In Python, we can use the pandas library to load the data from a csv file.



In [4]:
import pandas as pd

#### Load the dataset

In [5]:
df = pd.read_csv('../data/bbc-text.csv', sep=',')

In [6]:
df.shape

(2225, 1)

#### Check out the first 10 rows

In [7]:
df.head(10)

Unnamed: 0,text
0,tv future in the hands of viewers with home th...
1,worldcom boss left books alone former worldc...
2,tigers wary of farrell gamble leicester say ...
3,yeading face newcastle in fa cup premiership s...
4,ocean s twelve raids box office ocean s twelve...
5,howard hits back at mongrel jibe michael howar...
6,blair prepares to name poll date tony blair is...
7,henman hopes ended in dubai third seed tim hen...
8,wilkinson fit to face edinburgh england captai...
9,last star wars not for children the sixth an...


## Latent Dirichlet Allocation (LDA):

LDA is a generative statistical model that allows sets of observations to be explained by unobserved groups that explain why some parts of the data are similar. In the context of topic modeling, the "observations" are words in documents and the "unobserved groups" are topics. The "why some parts of the data are similar" is because similar documents share topics.

Basically, it’s a way of explaining why some documents are similar to others (they are about the same topics). It uses a probabilistic graphical model where each document is assumed to be a mixture of various topics, and each word is probabilistically drawn from one topic.



In [8]:
Image(url= "../img/lda.png")
# Blei, D.M. (2012) Probabilistic Topic Models. Communications of the ACM, 55, 77-84. http://dx.doi.org/10.1145/2133806.2133826



### Text Preprocessing


The first step in any NLP task is text preprocessing. This usually involves converting all the text to lowercase, removing punctuation and stop words, and tokenization (breaking the text down into individual words).

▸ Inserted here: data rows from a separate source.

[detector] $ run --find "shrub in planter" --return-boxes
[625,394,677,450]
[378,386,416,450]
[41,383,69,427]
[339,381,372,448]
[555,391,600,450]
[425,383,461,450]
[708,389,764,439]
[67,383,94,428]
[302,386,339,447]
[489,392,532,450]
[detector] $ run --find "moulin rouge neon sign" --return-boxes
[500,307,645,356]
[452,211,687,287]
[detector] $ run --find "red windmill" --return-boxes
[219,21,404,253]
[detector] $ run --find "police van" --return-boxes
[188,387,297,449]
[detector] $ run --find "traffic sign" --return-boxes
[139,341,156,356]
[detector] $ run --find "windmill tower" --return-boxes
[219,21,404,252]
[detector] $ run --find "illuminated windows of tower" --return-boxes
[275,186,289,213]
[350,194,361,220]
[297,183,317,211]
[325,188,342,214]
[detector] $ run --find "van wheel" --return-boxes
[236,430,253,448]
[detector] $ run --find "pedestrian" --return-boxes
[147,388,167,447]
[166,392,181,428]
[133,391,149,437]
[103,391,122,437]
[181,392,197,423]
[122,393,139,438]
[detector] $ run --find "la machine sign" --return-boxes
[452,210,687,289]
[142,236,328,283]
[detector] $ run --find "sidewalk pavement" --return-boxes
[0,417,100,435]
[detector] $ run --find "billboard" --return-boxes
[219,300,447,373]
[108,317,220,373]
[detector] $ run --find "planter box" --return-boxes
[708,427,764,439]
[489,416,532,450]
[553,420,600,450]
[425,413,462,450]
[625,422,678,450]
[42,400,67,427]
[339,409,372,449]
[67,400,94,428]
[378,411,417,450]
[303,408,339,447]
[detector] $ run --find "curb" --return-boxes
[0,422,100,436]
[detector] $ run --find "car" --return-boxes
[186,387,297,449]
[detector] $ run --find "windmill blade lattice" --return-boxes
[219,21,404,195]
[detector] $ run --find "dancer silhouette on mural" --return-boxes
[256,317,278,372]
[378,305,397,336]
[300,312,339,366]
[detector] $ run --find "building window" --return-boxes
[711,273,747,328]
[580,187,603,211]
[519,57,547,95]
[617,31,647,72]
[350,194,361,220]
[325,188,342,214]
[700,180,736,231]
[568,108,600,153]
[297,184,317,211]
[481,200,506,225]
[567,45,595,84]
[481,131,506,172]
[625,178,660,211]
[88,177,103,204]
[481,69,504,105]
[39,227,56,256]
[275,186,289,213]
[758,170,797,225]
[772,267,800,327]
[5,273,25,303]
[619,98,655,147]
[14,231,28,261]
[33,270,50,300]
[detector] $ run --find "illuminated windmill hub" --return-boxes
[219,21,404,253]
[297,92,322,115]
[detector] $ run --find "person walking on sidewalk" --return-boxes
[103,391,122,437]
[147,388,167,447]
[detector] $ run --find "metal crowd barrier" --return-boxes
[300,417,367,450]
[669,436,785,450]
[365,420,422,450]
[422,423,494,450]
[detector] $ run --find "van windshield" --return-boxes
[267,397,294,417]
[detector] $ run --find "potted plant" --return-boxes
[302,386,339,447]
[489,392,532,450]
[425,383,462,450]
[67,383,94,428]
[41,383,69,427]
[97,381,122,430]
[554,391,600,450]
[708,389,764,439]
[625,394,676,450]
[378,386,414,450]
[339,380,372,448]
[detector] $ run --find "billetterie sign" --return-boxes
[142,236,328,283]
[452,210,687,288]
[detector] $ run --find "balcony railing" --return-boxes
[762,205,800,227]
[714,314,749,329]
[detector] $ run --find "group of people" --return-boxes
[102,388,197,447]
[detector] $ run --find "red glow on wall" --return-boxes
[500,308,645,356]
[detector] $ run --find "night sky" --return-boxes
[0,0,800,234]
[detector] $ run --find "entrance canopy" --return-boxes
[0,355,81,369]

We're also going to do some extra steps specific to topic modelling: lemmatization, which reduces words to their root form. For instance, "running" would be reduced to "run".

In [9]:
from nltk.corpus import stopwords
from nltk.stem import WordNetLemmatizer
import re
import string

In [10]:
# Initialize a Lemmatizer
lemmatizer = WordNetLemmatizer()

# Text Preprocessing function
def preprocess_text(text):
    # Lower case
    text = text.lower()
    # Remove special characters
    text = re.sub(r'\[.*?\]', '', text)
    text = re.sub(r'[%s]' % re.escape(string.punctuation), '', text)
    text = re.sub(r'\w*\d\w*', '', text)
    # Tokenization
    text = text.split()
    # Remove stop words and Lemmatize
    text = [lemmatizer.lemmatize(word) for word in text if word not in stopwords.words('english')]
    # Join words to a single string
    return ' '.join(text)

In [11]:
df['processed_text'] = df['text'].apply(lambda x: preprocess_text(x))

#### Digression - Lambda function:
 
 - An anonymous function in Python is one that has no name when it is defined. In Python, the lambda keyword is used to define anonymous functions rather than the def keyword, which is used for normal functions. As a result, lambda functions are another name for anonymous functions.

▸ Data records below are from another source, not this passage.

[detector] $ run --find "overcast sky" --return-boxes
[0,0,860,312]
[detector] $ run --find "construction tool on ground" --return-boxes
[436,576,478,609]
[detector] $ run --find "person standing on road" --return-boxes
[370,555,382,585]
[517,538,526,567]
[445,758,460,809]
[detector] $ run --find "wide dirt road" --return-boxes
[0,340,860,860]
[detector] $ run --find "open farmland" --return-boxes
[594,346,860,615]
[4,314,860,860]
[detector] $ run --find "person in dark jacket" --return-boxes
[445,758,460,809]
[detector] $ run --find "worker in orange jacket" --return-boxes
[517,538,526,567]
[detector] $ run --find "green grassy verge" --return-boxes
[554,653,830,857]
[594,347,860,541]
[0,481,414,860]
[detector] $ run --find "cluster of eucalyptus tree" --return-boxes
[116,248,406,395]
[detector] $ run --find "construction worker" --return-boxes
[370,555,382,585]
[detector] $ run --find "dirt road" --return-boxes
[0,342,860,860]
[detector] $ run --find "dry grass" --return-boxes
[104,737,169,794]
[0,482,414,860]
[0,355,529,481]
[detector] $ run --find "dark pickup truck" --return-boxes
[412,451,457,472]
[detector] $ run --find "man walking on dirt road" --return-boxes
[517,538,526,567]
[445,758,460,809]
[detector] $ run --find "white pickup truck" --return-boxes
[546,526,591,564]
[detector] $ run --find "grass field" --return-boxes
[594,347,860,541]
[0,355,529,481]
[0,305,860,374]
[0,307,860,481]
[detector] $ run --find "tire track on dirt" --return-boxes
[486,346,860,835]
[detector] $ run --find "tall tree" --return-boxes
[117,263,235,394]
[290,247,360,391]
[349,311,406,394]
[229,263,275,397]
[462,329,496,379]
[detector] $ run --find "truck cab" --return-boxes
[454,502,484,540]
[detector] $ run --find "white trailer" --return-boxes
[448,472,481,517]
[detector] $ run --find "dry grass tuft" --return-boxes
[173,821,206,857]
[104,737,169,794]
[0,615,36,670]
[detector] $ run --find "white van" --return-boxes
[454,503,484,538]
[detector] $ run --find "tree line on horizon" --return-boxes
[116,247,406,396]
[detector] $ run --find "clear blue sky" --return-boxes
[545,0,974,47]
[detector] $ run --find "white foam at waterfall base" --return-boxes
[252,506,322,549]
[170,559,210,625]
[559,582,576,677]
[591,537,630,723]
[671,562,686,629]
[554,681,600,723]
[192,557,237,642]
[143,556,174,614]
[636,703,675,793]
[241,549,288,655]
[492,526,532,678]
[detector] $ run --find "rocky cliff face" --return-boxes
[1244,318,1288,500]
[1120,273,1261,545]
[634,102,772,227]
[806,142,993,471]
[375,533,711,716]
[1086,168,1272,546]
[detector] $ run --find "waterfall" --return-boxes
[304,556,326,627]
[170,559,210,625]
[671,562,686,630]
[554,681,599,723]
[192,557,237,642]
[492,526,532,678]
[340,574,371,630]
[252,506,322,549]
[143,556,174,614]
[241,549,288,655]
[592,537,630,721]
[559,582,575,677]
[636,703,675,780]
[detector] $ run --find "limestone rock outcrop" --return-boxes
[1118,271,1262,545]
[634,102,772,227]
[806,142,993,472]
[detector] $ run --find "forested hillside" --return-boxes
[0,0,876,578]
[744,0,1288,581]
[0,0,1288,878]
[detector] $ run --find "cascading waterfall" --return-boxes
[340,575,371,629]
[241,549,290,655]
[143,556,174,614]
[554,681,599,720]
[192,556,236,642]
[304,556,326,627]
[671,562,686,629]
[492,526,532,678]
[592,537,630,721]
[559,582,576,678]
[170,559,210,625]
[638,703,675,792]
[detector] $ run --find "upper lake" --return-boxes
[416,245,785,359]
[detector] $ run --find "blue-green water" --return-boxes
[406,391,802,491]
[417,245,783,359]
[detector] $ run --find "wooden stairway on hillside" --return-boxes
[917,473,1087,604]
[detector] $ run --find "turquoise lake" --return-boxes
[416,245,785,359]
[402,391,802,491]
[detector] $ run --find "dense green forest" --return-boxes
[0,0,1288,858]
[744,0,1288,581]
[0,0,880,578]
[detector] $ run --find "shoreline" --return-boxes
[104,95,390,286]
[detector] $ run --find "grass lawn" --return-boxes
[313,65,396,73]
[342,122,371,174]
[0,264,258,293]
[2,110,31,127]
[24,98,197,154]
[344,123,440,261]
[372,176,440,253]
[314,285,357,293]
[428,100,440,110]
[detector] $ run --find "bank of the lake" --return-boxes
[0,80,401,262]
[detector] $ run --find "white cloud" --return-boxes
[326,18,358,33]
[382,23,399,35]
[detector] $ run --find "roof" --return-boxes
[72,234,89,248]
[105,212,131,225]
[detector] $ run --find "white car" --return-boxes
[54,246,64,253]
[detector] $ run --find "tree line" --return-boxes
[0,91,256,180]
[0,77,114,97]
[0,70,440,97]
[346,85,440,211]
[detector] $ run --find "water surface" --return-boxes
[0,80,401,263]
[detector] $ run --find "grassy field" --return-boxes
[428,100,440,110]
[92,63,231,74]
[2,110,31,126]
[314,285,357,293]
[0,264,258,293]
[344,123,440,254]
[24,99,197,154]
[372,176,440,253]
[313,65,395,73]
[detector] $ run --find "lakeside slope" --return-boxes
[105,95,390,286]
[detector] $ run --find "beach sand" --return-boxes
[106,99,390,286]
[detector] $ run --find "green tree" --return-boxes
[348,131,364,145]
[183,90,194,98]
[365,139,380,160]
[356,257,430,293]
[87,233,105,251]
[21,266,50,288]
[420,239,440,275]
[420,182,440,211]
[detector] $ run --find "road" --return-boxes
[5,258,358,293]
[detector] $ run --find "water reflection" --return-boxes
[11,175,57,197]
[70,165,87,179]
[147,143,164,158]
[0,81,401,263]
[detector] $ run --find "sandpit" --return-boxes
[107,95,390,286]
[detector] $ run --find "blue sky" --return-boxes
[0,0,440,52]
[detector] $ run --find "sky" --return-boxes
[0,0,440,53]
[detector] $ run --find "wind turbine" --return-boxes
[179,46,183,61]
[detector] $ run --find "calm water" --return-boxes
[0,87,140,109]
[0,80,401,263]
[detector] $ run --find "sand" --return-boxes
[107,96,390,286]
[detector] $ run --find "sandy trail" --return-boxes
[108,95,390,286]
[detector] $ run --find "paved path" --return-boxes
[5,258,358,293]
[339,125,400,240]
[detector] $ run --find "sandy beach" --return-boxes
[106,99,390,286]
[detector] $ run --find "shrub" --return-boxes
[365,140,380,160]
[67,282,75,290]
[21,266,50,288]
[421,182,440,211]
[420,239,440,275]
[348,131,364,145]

 -  here, x is the argument (an individual value from the 'text' column), and preprocess_text(x) is the expression. This lambda function applies the preprocess_text function to each value in the 'text' column.

- so, the entire line of code is taking each value in the 'text' column of the dataframe, applying the preprocess_text function to it, and then storing the result in a new column called 'processed_text'

In [None]:
df.head(5)

Now that we have our text preprocessed, let's start with our first topic modelling algorithm: Latent Dirichlet Allocation (LDA). LDA assumes that every document is a mixture of topics and that every word in the document is attributable to the document's topics.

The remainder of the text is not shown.